About Me | Articles | Recommended AI Books

Category: Safety

  • The Paradox of Robustness: Decoupling Rule-Based Logic from Affective Noise in High-Stakes Decision-Making

    Jon Chun, Katherine Elkins (Kenyon College)
    January 30, 2026
    arXiv | PDF

    The paper investigates whether emotional framing, the kind of persuasive, sympathetic narratives that reliably bias human decision-makers, can also sway LLMs when they’re applied to rule-bound institutional decisions like grade appeals, loan underwriting, and emergency triage. The surprising answer is no: across 12,113 responses from six different models, emotional narratives produced essentially zero decision drift (Cohen’s h = 0.003), while the same types of framing effects cause substantial bias in humans (Cohen’s h = 0.3–0.8).

    The “paradox” is that LLMs are known to be lexically brittle (sensitive to how a prompt is formatted) and prone to sycophancy, yet they are rationally stable when it comes to rule-based decisions. They resist emotional manipulation 110–300x better than humans. This decoupling between surface-level prompt sensitivity and deep logical consistency is counterintuitive and has significant implications for deploying AI in high-stakes institutional settings.

    Cohen’s h (Effect Size) is a statistical measure of the difference between two proportions. Values near 0 mean no practical difference; 0.2 is “small,” 0.5 is “medium,” 0.8 is “large.” The paper uses Cohen’s h to compare decision rates between emotional and neutral conditions. The LLM value of 0.003 is essentially zero.

    Bayes Factor (BF₀₁) is a Bayesian statistic that quantifies evidence for the null hypothesis (no effect) vs. the alternative (some effect). BF₀₁ = 109 means the data is 109 times more likely under “no effect” than under “some effect”. Conventionally, anything above 100 is “extreme evidence.”

    Framing Effects is a well-documented cognitive bias where the way information is presented (e.g., sympathetic backstory, emotional language) changes human decisions even when the underlying facts are identical. This is a core concern in behavioral economics and legal decision-making.

    RLHF (Reinforcement Learning from Human Feedback) is the dominant fine-tuning method for instruction-following LLMs. Human raters rank model outputs, and the model is trained to prefer higher-ranked responses. Used by GPT, Llama, and Mistral families.

    Constitutional AI is Anthropic’s training approach (used for Claude) where the model self-critiques against a set of principles rather than relying solely on human raters. The paper tests whether this different alignment approach produces different robustness characteristics (it doesn’t).

    Decision Drift is the change in a model’s decision rate when exposed to emotional framing vs. a neutral control. A drift of 0% means the model’s decisions are identical regardless of framing.

    Instruction Ablation is an experimental technique where instructions are systematically removed to test what drives a behavior. Here, removing “ignore the narrative” instructions showed that robustness isn’t dependent on explicit guardrails.

  • Robust Generalizable Heterogeneous Legal Link Prediction

    Lorenz Wendlinger, Simon Alexander Nonn, Abdullah Al Zubaer, Michael Granitzer
    2602.04812v1 | PDF
    February 4, 2026


    The paper improves legal citation link prediction using Graph Neural Networks (GNNs). The authors introduce R-HGE (Robust Heterogeneous Graph Enrichment), which predicts missing citations between legal cases and laws more accurately than previous methods.

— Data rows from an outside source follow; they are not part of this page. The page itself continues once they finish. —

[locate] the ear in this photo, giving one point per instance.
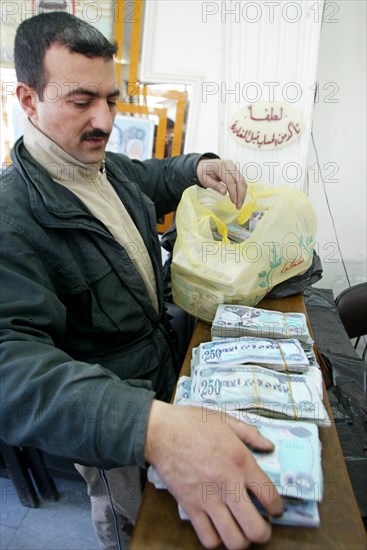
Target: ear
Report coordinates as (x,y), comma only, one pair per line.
(27,97)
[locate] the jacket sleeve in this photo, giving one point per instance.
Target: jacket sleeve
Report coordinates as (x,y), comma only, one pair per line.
(50,401)
(164,180)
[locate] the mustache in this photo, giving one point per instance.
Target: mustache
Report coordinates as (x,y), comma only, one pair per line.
(93,134)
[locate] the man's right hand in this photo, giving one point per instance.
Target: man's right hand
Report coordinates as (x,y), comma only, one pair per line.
(202,458)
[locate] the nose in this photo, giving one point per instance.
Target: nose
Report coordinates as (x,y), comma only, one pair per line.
(102,118)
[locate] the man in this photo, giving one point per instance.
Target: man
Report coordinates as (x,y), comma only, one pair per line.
(86,359)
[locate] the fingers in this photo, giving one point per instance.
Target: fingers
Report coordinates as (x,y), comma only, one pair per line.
(235,183)
(229,530)
(250,435)
(249,520)
(223,176)
(204,528)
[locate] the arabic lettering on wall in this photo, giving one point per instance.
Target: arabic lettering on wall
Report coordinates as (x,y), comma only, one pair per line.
(266,125)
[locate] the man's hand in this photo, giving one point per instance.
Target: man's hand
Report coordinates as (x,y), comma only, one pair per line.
(223,176)
(201,457)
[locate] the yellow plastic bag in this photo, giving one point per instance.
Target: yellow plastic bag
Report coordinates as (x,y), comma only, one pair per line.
(207,272)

    Graph Neural Networks (GNNs) are deep learning models that operate on graph-structured data (nodes + edges) by iteratively passing messages between connected nodes to learn representations. After multiple rounds of neighborhood aggregation, each node captures information from its surrounding structure, enabling tasks like node classification, link prediction, and graph-level classification.                                         

    Robust Heterogeneous Graph Enrichment extends basic GNNs to handle real-world graphs that have multiple node/edge types (heterogeneous), missing information (enrichment fills gaps with external data or inferred connections), and noise or incompleteness (robustness). It’s particularly relevant for domains like legal AI where knowledge graphs naturally contain diverse entity types, incomplete relationships, and messy data.